Uma ferida aberta no silêncio

No dia 23 do passado mês de novembro, tinham-se passado exatamente três meses sobre o dia em que outros te transportaram num compasso de romaria do teu último adeus, e passarias, desde então, a ser “pisado pelo chão”, como diria Mia Couto, em mais um eufemismo de que a sua criatividade é tão fértil. Não sei como aconteceu, e continuo a não saber explicar tanta coisa que acontece no mundo de uma inteligência artificial que me ultrapassa. Dizem-nos que é uma função automática do algoritmo programado para um conjunto de instruções bem definidas. Mas terá ele sido instruído sobre a coincidências de datas?
Tu, tal como eu, pouco percebíamos destes algoritmos que comandam as nossas vidas, mas a verdade é que foi precisamente nesse dia que, no meu facebook, apareceu um estranho pedido teu de amizade. O teu rosto, com um sorriso sereno, ocupava o ecrã do meu telemóvel e eu fiquei a contemplar-te naquela surpresa inesperada. Depois, afaguei-te e dei-te um beijo como se tivesses vindo visitar-me. Não era mais uma fotografia ou um vídeo, dos tantos que, intencionalmente, têm sido postos quase diariamente a recordar-te.
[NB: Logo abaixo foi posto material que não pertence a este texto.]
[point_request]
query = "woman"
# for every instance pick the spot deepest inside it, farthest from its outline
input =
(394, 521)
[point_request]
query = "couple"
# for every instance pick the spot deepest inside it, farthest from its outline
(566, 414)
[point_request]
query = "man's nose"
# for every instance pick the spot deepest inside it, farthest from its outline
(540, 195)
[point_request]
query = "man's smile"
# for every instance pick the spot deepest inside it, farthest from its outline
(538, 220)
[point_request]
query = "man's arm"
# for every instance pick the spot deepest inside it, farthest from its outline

A lembrar-nos que nunca te vamos esquecer e que continuas a fazer parte das nossas vidas enquanto viveres nas nossas memórias.
As palavras somos nós, o ar que se desprende do nosso sangue,
a respiração do mundo em nós.
Gastão Cruz
Eu insistia em olhar-te, com uma irreprimível saudade, sabendo que já não seria possível ligar-te, nem voltar a ouvir a tua voz para falarmos das muitas trivialidades dos quotidianos que preenchem as nossas vidas. Como da última vez em que te visitei e, apesar do coma em que estavas mergulhado, te ter exigido que te queríamos de volta. Inconscientemente, estaria a valer-me da minha autoridade para te dar uma ordem a que terias de obedecer. E despedi-me acreditando que tal aconteceria, porque tudo no ritmo da tua respiração me dizia que estavas a dialogar comigo e a reagir aos meus apelos. Acreditei ainda mais quando numa das vezes em que te acariciei o rosto, te toquei na sobrancelha esquerda e tu esboçaste uma leve reação. Por mais que os médicos as classifiquem de respostas involuntárias do sistema nervoso, nós não aceitamos as suas explicações sempre que a voz do coração fala mais alto do que a da razão.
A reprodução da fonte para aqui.